Even The Montgomery Advertiser, then considered a racially biased publication, expressed shock at the sheer chaos and carnage that took place at the hands of the troopers at the bridge and in an article, referred to the incident as a “Police Riot.”

“It wasn’t called ‘Bloody Sunday’ for nothing and that is why the hiring of Mr. Anderson and his two associates, three Black men, was such a novel and refreshingly big deal nationwide. It evoked a feeling of hope that just perhaps Dr. King’s vision of the ‘Beloved Community’ might just be taking hold,” Robinson said.

A BACKGROUND IN FINES ARTS

When hired, Anderson, who graduated from Alabama State with a degree in Fine Arts, had been teaching high school in Covington County, Ala. At first, he speculated he would hold the law enforcement job for “maybe two years”; however, the two years morphed into a 30-year career with the State Troopers, which eventually saw him promoted to the rank of Captain and his becoming the state’s top criminal investigator and the commander of the Alabama Bureau of Investigation (A.B.I.).Anderson’s stellar career also included holding the record for the largest amount of drugs seized at one time in Alabama – a feat that occurred at the Montgomery Airport in the 1980s.

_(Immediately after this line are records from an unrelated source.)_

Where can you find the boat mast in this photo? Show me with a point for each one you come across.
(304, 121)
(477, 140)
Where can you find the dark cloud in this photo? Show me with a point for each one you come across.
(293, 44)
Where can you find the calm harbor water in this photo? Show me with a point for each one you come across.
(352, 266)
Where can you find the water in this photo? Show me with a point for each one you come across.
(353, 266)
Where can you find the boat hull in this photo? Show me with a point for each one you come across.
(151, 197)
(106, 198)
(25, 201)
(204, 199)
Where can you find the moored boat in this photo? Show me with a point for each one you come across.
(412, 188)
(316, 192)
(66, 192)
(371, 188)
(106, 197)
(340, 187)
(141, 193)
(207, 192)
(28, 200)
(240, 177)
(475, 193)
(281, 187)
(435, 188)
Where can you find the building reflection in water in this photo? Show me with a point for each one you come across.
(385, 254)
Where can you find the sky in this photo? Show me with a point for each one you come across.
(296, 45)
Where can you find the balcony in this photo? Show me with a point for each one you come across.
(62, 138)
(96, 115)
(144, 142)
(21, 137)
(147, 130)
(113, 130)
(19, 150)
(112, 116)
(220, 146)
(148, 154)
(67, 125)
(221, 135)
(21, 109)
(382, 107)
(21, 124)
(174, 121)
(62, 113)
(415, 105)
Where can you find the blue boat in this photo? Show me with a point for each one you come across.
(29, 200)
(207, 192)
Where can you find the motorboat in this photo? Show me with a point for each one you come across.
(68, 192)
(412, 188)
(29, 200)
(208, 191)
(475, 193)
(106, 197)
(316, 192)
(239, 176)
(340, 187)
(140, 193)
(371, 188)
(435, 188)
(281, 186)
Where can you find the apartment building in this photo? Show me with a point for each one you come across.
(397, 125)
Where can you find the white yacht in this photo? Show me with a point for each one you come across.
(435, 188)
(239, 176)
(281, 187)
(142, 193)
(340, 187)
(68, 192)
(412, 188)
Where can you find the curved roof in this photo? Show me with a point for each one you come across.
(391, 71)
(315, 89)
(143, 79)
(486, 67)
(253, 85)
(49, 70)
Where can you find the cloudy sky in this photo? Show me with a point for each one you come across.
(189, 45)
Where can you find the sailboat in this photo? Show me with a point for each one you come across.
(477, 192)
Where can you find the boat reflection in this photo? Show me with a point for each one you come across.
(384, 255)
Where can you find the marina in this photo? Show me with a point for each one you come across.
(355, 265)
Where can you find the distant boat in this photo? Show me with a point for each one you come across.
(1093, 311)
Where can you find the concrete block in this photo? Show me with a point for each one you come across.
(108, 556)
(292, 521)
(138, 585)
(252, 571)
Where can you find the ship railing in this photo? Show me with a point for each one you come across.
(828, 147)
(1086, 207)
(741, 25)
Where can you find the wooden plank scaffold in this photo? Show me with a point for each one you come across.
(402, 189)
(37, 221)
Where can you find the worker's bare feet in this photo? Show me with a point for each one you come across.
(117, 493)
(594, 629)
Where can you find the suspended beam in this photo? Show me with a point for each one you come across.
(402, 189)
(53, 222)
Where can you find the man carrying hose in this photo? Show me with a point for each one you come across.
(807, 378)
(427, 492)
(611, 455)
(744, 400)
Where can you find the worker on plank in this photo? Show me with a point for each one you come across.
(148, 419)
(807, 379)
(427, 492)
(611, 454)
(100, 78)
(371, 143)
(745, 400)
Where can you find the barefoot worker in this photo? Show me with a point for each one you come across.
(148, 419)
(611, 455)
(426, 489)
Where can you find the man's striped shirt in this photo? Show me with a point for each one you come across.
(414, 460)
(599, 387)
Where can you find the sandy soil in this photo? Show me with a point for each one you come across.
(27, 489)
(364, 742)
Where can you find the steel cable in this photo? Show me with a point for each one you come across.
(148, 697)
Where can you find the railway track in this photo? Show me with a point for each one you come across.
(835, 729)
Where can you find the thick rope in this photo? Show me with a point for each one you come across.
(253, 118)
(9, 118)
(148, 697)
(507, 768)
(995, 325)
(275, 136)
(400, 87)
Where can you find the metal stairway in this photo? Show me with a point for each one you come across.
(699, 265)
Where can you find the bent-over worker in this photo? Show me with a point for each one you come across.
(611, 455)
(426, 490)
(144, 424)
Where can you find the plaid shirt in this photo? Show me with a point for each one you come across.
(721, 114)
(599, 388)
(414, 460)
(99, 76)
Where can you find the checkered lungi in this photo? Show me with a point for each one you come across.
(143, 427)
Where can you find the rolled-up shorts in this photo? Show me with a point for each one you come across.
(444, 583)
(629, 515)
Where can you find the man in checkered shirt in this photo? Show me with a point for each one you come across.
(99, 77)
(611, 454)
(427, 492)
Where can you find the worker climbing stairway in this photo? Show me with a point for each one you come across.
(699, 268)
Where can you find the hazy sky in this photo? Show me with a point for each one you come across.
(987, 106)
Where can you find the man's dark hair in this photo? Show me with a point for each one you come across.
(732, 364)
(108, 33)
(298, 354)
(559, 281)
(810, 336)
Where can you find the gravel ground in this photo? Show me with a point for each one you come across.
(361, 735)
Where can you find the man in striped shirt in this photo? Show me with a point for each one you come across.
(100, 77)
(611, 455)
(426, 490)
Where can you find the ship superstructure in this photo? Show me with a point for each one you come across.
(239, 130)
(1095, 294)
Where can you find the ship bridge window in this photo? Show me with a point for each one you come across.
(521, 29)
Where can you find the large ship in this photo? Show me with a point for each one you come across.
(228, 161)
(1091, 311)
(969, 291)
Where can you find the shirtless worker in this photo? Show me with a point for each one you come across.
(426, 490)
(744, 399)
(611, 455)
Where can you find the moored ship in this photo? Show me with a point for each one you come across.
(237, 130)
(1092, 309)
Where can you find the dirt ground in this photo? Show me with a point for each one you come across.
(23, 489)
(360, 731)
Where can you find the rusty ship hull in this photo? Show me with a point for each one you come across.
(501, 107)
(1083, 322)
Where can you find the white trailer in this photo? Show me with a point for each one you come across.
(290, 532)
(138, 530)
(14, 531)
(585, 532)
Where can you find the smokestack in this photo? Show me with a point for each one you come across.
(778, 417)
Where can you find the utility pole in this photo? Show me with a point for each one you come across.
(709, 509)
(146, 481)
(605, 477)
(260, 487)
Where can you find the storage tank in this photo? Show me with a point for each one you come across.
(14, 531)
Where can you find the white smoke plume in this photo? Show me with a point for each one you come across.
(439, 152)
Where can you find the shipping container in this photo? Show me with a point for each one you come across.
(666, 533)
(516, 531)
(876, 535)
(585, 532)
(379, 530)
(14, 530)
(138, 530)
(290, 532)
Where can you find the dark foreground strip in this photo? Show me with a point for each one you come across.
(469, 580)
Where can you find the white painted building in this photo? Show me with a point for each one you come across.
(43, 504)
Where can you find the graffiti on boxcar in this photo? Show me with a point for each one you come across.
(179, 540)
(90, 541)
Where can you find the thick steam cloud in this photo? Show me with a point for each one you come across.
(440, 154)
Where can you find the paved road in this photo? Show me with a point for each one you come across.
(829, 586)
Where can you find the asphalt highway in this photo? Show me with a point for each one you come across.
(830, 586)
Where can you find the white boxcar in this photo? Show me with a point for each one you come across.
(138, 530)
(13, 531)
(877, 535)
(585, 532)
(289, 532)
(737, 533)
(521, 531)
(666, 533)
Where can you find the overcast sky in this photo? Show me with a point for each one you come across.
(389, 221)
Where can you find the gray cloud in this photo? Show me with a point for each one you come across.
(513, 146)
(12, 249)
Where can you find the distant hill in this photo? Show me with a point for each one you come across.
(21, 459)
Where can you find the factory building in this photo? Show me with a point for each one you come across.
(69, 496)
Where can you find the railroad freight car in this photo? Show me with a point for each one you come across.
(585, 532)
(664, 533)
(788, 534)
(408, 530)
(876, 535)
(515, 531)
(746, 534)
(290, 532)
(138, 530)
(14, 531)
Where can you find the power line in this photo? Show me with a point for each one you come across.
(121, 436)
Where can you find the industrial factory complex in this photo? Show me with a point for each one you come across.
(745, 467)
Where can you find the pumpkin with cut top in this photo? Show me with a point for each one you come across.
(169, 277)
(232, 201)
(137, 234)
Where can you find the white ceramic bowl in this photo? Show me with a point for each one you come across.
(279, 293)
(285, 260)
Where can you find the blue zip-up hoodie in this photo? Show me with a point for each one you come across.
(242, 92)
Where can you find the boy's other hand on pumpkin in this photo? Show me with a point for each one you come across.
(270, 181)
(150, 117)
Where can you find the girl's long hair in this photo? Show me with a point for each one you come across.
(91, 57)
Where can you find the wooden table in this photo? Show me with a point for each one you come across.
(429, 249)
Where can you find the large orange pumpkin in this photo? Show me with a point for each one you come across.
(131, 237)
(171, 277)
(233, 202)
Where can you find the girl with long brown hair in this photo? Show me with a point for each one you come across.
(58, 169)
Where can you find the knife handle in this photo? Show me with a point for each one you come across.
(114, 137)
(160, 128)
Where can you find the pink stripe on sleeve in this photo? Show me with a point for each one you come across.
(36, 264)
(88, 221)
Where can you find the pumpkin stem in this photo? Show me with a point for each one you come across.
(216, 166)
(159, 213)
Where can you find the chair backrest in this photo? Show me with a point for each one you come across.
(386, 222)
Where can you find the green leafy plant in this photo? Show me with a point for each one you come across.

WE STAND ON THE SHOULDERS OF GIANTS

Another notable Black law enforcement officer, ASU employee Col. (Ret.) John E. Richardson, said the bravery of Anderson and his two cohorts inspired him to join the State Troopers in 1985. Richardson’s career eventually led him to become the second Black Director of the Alabama Department of Public Safety and director of the State Troopers.

“It was a very brave thing for Capt. Anderson to put himself out as a State Trooper during an age when it could still be dangerous for a Black man to wear a Trooper uniform,” stated Richardson, an Opelika native.

Richardson said Anderson taught him in a class on investigations at the Trooper Academy.

“The action of Tyrone and his two fellow Black Troopers in 1972 set the foundation for men and women of color to become state law enforcement officers. I salute Capt. Anderson’s effort and action. All three men deserve to be remembered during Black History Month because they made Black history.”